Hierarchical Cluster Formation in Concentrated Monoclonal Antibody Formulations

Reversible cluster formation has been identified as an underlying cause of large solution viscosities observed in some concentrated monoclonal antibody (mAb) formulations. As high solution viscosity prevents the use of subcutaneous injection as a delivery method for some mAbs, a fundamental understanding of the interactions responsible for high viscosities in concentrated mAb solutions is of significant relevance to mAb applications in human health care as well as of intellectual interest. Here, we present a detailed investigation of a well-studied IgG1 based mAb to relate the short time dynamics and microstructure to significant viscosity changes over a range of pharmaceutically relevant physiochemical conditions.
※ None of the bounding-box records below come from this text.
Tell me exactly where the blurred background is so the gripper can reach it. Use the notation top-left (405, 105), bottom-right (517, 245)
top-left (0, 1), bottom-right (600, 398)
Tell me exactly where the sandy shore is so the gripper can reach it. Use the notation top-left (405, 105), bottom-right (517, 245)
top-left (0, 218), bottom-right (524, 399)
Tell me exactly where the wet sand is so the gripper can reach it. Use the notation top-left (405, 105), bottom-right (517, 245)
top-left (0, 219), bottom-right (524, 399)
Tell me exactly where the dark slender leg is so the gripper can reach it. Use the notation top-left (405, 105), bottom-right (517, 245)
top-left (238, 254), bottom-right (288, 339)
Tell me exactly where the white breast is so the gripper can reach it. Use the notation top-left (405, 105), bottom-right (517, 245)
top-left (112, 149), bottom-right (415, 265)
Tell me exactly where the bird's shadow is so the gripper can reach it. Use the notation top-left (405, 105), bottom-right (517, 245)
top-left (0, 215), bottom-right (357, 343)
Using a combination of experimental techniques, it is found that upon adding Na$_{\mathrm{2}}$SO$_{\mathrm{4}}$, these antibodies dimerize in solution. Proteins form strongly bounded reversible dimers at dilute concentrations that, when concentrated, interact with each other to form loosely bounded, large, transient clusters. The combined effect of forming strongly bounded dimers and a large transient network is a significant increase in the solution viscosity. Strongly bounded, reversible dimers may exist in many IgG1 based mAb systems such that these results contribute to a more comprehensive understanding of the physical mechanisms producing high viscosities in concentrated protein solutions.